The burden of proof in this case falls upon the Employer to establish that it falls within the provisions of s. 242(3.1) but this does not relieve the Complainant from any evidentiary burden. (see Munak v. CBC (Descoteaux, 30 December, 1987). Where the evidence presented by the employer clearly establishes the economic justification for the layoff and clearly established [sic] a reasonable explanation for the choice of employee to be laid off, as is the case here, then, in my opinion, the evidence from the Complainant must be sufficient to persuade the adjudicator that the otherwise justifiable action of the Employer is "a sham", "a subterferge" [sic], "malicious" or "covert". [...] [emphasis added]

[39]        This passage seems to suggest that, in order for the employer to rely on subsection 242(3.1), it must show (i) economic justification, and (ii) a reasonable explanation for the "choice" of employee laid off. After these two prongs are met, then the onus shifts to the employee to rebut the evidence.

[40]            Following either Clements (examine reason for choice of employee laid off) or Sedpex (examine dominant reason for termination), it seems clear that the decision making process respecting the layoff must be examined.

[41]            The adjudicator's analysis reveals that she did not examine the entire decision making process concerning who was to be terminated.


[42]            The adjudicator referred to evidence presented by Mr. Generoux that 11.5 out of 15 health positions were "funded" and that the applicant's position was not funded and was, as a result, a targeted position. The applicant disputed this, and there was some evidence (given by Leo Sasakamos) that her salary came out of the Patient Transportation Program Budget.   

[43]            The adjudicator stated, at page 3 (Applicant's Record, page 160):   

[...] As was clear from his [Generoux's] evidence respecting Clara Sigudur, the final decisions regarding who was to be laid off were decisions of Chief and Council [...] I find that Chief and Council has the final say as to how many lay offs would occur and which individuals would be laid off.

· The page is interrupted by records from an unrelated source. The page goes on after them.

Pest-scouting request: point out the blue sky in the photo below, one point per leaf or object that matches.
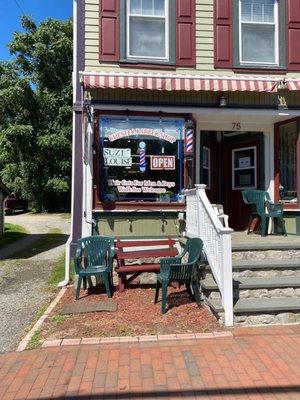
(39, 9)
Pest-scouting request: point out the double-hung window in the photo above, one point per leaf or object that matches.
(258, 32)
(147, 33)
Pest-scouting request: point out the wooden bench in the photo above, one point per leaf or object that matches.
(164, 248)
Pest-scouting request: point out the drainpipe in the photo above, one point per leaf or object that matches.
(74, 78)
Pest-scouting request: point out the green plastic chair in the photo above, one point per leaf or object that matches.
(261, 206)
(176, 270)
(94, 257)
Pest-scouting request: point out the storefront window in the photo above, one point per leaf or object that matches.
(288, 135)
(141, 159)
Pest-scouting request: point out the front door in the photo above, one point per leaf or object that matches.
(209, 174)
(242, 160)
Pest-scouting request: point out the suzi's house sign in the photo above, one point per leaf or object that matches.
(117, 157)
(162, 162)
(141, 131)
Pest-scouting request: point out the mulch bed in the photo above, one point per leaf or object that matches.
(136, 315)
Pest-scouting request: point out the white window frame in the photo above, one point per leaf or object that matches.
(208, 186)
(276, 33)
(234, 187)
(159, 17)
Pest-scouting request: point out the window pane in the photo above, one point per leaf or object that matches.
(147, 7)
(135, 6)
(206, 161)
(288, 161)
(244, 178)
(159, 7)
(244, 158)
(258, 10)
(258, 43)
(147, 38)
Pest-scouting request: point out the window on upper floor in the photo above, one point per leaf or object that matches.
(156, 32)
(258, 32)
(147, 33)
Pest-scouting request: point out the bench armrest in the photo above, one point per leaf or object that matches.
(272, 207)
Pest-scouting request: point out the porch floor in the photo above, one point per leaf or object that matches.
(255, 241)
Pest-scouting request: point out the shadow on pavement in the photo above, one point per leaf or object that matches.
(232, 392)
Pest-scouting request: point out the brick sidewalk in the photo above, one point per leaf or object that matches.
(257, 363)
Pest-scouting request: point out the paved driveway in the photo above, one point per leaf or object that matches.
(23, 276)
(255, 364)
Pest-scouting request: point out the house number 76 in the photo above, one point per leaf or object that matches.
(236, 126)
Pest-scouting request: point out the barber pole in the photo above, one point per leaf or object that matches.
(189, 139)
(142, 153)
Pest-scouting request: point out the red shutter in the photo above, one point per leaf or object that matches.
(185, 33)
(109, 30)
(223, 42)
(293, 35)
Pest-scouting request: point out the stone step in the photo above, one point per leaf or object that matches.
(289, 263)
(256, 283)
(257, 305)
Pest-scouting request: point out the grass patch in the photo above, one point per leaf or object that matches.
(47, 241)
(12, 233)
(58, 319)
(40, 312)
(35, 341)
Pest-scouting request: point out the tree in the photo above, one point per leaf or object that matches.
(36, 114)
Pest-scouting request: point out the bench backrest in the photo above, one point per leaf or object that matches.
(184, 272)
(256, 198)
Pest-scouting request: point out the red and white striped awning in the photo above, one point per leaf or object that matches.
(172, 82)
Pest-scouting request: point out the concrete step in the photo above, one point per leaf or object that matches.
(257, 246)
(253, 305)
(289, 263)
(256, 283)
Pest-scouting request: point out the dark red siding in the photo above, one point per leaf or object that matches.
(293, 35)
(109, 30)
(223, 44)
(185, 33)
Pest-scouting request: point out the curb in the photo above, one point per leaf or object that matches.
(135, 339)
(24, 342)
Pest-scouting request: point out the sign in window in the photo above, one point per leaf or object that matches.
(141, 159)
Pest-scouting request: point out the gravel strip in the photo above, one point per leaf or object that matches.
(23, 287)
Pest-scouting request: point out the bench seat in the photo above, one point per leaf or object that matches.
(137, 249)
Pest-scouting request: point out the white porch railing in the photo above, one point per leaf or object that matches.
(202, 221)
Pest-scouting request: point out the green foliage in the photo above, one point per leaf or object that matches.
(36, 114)
(35, 341)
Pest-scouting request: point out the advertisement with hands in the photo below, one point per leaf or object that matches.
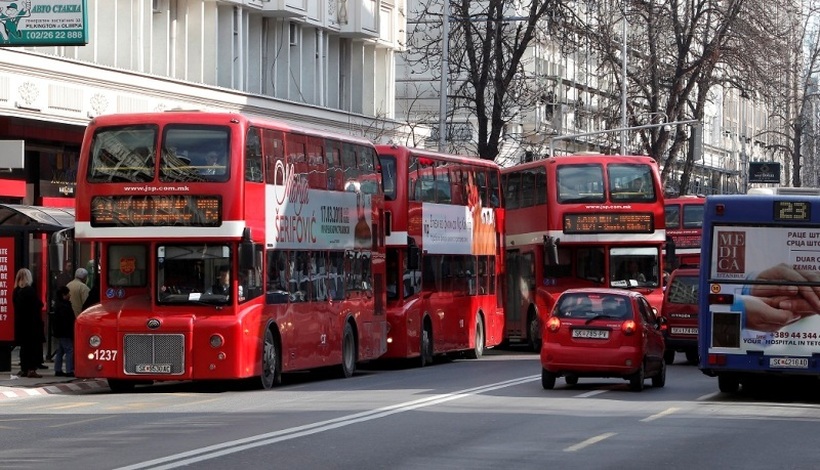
(773, 277)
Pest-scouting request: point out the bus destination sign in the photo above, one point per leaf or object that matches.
(608, 223)
(156, 211)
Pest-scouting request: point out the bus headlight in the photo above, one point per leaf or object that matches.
(217, 341)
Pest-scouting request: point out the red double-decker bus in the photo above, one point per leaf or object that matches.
(684, 225)
(579, 221)
(230, 247)
(444, 253)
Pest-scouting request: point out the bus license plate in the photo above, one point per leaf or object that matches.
(684, 331)
(789, 362)
(594, 334)
(153, 368)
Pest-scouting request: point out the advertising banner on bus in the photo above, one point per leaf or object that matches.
(776, 267)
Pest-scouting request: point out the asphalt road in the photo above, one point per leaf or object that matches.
(490, 413)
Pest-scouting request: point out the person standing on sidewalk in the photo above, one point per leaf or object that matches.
(78, 290)
(29, 330)
(64, 332)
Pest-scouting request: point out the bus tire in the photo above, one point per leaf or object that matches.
(121, 386)
(271, 362)
(547, 379)
(478, 348)
(669, 356)
(534, 332)
(426, 347)
(728, 383)
(348, 366)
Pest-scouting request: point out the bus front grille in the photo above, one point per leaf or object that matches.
(147, 354)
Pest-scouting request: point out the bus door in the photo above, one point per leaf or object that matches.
(516, 301)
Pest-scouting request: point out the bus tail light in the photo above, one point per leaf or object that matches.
(716, 359)
(726, 299)
(628, 327)
(217, 341)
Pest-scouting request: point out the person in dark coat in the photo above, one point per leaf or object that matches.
(29, 330)
(63, 327)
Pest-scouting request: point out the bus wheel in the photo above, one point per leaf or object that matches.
(348, 353)
(728, 383)
(120, 386)
(692, 356)
(534, 330)
(426, 351)
(478, 349)
(271, 372)
(547, 379)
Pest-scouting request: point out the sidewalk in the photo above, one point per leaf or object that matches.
(12, 386)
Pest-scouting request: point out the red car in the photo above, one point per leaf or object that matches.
(603, 333)
(680, 309)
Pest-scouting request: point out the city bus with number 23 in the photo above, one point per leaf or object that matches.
(231, 247)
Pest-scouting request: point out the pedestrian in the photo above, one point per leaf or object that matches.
(63, 328)
(79, 290)
(29, 330)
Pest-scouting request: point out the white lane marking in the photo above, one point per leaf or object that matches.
(663, 413)
(589, 442)
(232, 447)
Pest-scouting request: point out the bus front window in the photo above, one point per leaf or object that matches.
(194, 273)
(633, 267)
(195, 153)
(122, 154)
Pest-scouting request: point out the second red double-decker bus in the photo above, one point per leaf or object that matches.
(579, 221)
(444, 253)
(684, 225)
(230, 247)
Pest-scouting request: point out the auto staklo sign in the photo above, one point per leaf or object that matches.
(43, 23)
(764, 172)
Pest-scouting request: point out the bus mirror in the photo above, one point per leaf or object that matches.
(670, 253)
(412, 256)
(551, 249)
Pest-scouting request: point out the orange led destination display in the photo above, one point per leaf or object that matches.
(156, 211)
(608, 223)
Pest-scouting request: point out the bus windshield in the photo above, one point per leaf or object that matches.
(195, 272)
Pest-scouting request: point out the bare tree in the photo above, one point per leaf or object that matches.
(489, 41)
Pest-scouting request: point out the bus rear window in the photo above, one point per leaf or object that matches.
(123, 154)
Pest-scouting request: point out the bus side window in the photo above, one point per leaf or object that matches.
(253, 156)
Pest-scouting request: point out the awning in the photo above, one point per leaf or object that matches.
(35, 218)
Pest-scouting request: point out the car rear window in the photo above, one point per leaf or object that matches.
(683, 290)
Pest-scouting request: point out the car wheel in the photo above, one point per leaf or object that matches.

[44]            The adjudicator accepted Controller Generoux's evidence that he was interested in the total number of layoffs and total savings. However, she acknowledged that he did not make the final decision concerning choice of employee, stating, at page 12 (Applicant's Record, page 169):

There is some evidence here that the decision to lay off Ms. Thomas, in particular, rather than some other employees of Enoch may have been based upon irrelevant considerations, have been arbitrary or have been done in bad faith. It was clear from his evidence that Mr. Generoux was interested only in the total number of layoffs and in the savings that could be obtained through the layoffs. It is this decision that he admits was somewhat arbitrary. However, decisions had to be made on some basis and the basis chosen was reasonable. It was equally clear from the evidence, however, that the names of the individuals on the list changed once the list was given to Chief and Council. Some individuals were removed from the list and others, [sic] were added. I am troubled by the allegations of bad faith made by Ms. Thomas. [emphasis added]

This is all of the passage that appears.